WP AJAX with JavaScript Fetch API

An Ajax call is a mechanism where server side and client side communicates with each other asynchronously and bring data with out browser reloading. An Ajax call is also known as “Half-Duplex”. Because it’s still going through same HTTP process “open-send-close”. Only advantage is, it’s stopping browser reloading for new data.

WordPress has built-in support for AJAX. Every AJAX call should go through admin-ajax.php file in wp-admin folder. Normally we make a post request to this file with a body parameter action. this action holds the name of our PHP function which we already have created to get our desired data. We need to hook that PHP function with wp_ajax_{function_name} .  And if we are performing the AJAX call for not login users then we also need to hook up with wp_ajax_nopriv_{function_name}. admin-ajax.php will listen to our request and call our function_name function.

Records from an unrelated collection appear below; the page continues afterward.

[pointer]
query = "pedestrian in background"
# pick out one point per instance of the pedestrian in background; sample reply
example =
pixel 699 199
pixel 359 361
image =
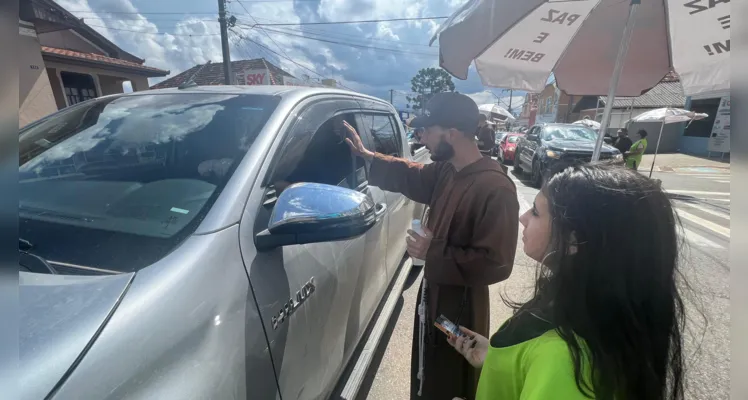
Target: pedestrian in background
pixel 469 241
pixel 634 155
pixel 606 318
pixel 623 142
pixel 486 135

It’s may sound complicated but it’s very easy to achieve in coding. Normally we use jQuery ajax API to perform the client-side AJAX call. It looks like this:

$.ajax({
    type: 'POST',
    url: 'https://example.com/wp-admin/admin-ajax.php',
    data: {
      action: "function_name"
    },
    success: function(response) {
      console.log(response);
    },
    error: function(error) {
      console.log(error);
    }
});

Behind the scene, it sends a post request to https://example.com/wp-admin/admin-ajax.php/?action=function_name. And the content-type header is application/x-www-form-urlencoded. Whatever we define in data object, goes in the body of the request.

It works fine but we also can do this with modern tools like Fetch API or Axios.
In this article, I will show “how to make an AJAX call with fetch API in WordPress context”.

A Fetch request takes two parameters: URL and options object. For URL we will pass our admin-ajax.php URL and for the options object, we will define method, headers and body

const url = "https://example.com/wp-admin/admin-ajax.php";
fetch(url, {
    method:"post",
    headers: { 'Content-Type': 'application/x-www-form-urlencoded' },
    body: "action=function_name"
})

It will also send the same post request as we already have done before with jQuery. WordPress highly recommend nonce check so we can stay safe from CSRF attack. We can add our custom nonce in the body also.

fetch(url, {
    method:"post",
    headers: { 'Content-Type': 'application/x-www-form-urlencoded' },
    body: "action=function_name&security=custom_nonce"
})
.then( res => res.json() )
.then( data => console.log(data) )
.catch( error => console.log(error) );

On a side note: The WordPress community also has created a NPM package called API Fetch which is built on top of Fetch API.